[Sca-cooks] Questions....

Phil Troy / G. Tacitus Adamantius adamantius.magister at verizon.net
Sat Feb 28 07:03:58 PST 2004


Also sprach Elaine Koogler:
>Hey folks...
>I have a couple of questions that I suspect you guys may be able to answer:
>
>In one recipe, I encountered a reference to "leavening"....from de Nola:
>
>Oranges from Xativa Which Are Crullers
>      
>Take fresh cheese and curds, and mash them in a mortar together with 
>eggs.  Then take dough and knead the cheeses with the curds, 
>together with the dough, and when they are all kneaded and 
>incorporated take a very clean casserole, and add to it a good 
>quantity of sweet pork fat or sweet oil which should be fine, and 
>when the pork lard or oil boils, make some round masses from the 
>aforementioned dough, like balls or round oranges, and put them in 
>the pot in such a way that the ball goes swimming through the 
>casserole, and you can make small rissoles from the dough, or 
>whatever forms and remarkable things you wish, and when they take on 
>the color of gold, remove them, and add a few more, and when they 
>are all fried, put them on plates, and pour honey over them, and 
>scatter ground sugar and cinnamon over them.  But note one thing: 
>that you should add a little leavening to the cheeses and the eggs, 
>and add flour to the other, and when you make the balls grease your 
>hands with a little oil which should be fine and then take them to 
>the casserole, and once they are in if the dough crackles it is a 
>sign that it is very soft; and you need to add more flour until it 
>is harder, and once the dough is prepared and fired add the honey 
>and sugar and cinnamon as is described above.
>
>What kind of leavening are they referring to?  Could I get away with 
>using yeast?

Presumably the recipe is calling for either sourdough starter or 
barm, which would be skimmed or racked (depending on the yeast and 
brew type) from actively fermenting beer or wine. Yeah, I think you 
probably could use dry or compressed yeast, if you first mixed it 
with a little water and maybe 1/2 tsp sugar, the way you often do to 
get a "sponge" before baking with it.

I have a Latino (Colombian, I think) bakery a couple of blocks from 
home, and they sell what I STR are called bunuelas that sound and 
look nearly identical to what this recipe describes. In fact they do 
look quite a bit like oranges. I like the detail in this recipe of 
the oiled hands and the comment on the cracked dough, because it 
seems likely you need to build a sort of gluten skin on each of these 
as you form them. The standard technique used in some Greek fritter 
recipes to achieve this would be to sort of squeeze a double fistful 
of the dough out between the fingers into a round ball shape, which 
you pinch off, leaving a smooth and unwrinkled surface to the 
fritter, rather than that sort of convoluted surface that foods 
rolled into balls can sometimes have. All I know is that when 
fritters crack, they seem to tend to absorb lots of fat in the 
cooking process, more so than when they don't crack, so this may be 
why this is important. The ones I see in the bakery are pretty 
astonishingly smooth and round.

>Secondly, I also have a recipe, from Cuoco Napoletano, for a Cherry 
>Torte that calls for rose petals.  Now I know I won't be able to get 
>these locally as I doubt we'll have roses in early May.  And I know 
>I can't go to a florist for them because those have been treated 
>with insecticides, etc.  Any suggestions as to where I could get 
>these...or could I simply omit them.  The recipe calls for 
>sprinkling rosewater over the torte after it has baked, so it will 
>get some of that flavor.  I don't know that I want to add rosewater 
>to the ingredients for the torte because it would be too watery.
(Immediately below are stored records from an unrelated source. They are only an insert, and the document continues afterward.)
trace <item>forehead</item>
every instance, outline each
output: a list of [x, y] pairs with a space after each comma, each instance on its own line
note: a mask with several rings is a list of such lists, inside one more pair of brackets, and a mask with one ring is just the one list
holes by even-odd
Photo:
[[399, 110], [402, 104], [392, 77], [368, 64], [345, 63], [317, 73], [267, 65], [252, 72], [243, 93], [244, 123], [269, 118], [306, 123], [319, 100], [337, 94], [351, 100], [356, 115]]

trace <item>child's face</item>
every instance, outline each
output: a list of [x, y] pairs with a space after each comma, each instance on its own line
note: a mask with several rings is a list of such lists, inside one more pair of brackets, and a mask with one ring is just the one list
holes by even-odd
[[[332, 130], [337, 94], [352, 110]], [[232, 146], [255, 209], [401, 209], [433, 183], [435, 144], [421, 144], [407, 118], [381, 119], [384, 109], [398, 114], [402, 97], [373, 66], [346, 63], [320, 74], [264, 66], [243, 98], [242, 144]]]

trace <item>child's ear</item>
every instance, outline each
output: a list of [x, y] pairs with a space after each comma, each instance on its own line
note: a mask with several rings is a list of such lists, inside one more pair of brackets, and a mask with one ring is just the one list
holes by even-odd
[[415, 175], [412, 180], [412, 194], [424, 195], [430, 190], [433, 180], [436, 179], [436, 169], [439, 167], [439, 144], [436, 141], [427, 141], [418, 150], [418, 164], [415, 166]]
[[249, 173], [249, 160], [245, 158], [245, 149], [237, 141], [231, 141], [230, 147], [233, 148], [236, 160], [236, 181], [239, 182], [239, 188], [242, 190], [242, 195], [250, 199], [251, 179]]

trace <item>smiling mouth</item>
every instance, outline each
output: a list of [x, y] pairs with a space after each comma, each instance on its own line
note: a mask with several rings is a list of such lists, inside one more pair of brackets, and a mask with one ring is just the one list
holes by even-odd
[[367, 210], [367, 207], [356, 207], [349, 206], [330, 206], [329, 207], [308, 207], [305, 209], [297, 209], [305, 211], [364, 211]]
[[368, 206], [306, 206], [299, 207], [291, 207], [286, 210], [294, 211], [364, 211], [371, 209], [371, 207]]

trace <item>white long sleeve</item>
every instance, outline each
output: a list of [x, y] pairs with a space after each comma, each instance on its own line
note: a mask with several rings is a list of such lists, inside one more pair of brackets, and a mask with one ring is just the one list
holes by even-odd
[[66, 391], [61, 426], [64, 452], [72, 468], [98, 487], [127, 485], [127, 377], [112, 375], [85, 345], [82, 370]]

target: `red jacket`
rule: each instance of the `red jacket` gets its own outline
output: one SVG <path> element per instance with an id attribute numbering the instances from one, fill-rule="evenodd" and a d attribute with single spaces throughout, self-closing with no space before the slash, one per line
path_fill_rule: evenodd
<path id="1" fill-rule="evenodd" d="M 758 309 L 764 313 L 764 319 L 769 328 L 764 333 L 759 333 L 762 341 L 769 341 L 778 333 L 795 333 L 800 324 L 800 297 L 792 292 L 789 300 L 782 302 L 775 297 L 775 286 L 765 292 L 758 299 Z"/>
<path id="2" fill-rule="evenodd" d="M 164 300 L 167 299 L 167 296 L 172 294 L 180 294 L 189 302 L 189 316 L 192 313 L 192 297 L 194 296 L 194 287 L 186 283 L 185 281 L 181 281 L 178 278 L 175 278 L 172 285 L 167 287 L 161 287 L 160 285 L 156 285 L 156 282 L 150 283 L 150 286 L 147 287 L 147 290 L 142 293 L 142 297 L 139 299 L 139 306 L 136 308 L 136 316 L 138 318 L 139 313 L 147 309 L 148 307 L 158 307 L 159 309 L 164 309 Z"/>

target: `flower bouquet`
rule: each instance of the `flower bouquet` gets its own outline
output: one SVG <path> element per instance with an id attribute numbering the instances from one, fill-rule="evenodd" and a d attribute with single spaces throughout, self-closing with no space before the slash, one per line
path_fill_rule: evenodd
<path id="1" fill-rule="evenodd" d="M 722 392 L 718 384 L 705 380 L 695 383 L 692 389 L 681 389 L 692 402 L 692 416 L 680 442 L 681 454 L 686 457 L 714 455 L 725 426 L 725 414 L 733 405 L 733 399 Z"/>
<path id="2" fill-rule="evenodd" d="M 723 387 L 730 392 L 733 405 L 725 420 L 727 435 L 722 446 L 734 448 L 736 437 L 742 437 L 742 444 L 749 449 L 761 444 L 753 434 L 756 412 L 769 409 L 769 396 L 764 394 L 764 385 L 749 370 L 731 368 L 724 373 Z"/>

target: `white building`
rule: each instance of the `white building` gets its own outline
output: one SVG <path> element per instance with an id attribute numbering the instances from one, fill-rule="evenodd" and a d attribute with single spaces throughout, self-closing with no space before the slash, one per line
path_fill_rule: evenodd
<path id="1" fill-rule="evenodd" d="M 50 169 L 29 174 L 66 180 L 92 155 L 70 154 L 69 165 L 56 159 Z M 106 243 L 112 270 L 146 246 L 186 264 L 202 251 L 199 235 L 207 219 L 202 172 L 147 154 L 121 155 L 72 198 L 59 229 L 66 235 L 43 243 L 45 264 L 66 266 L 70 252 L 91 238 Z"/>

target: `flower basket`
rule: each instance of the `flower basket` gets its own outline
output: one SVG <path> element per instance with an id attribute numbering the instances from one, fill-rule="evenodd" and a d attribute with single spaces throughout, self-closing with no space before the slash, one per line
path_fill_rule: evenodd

Actually, if it's warm from the oven (which is when things sprinkled 
with aromatics are usually at their best), there's still going to be 
all sorts of internal steam activity; a _small_ amount of rosewater, 
even a few pumps of some kind of spray atomizer thingy, probably 
wouldn't hurt. We're probably talking about less than 1/4 tsp of 
rosewater here, so I doubt it would get watery. It might just take 
the edge of some of the crispness, but not too badly, I'd think. 
Another possibility, if you think it's appropriate, would be to get 
some candied rose petals and garnish with those.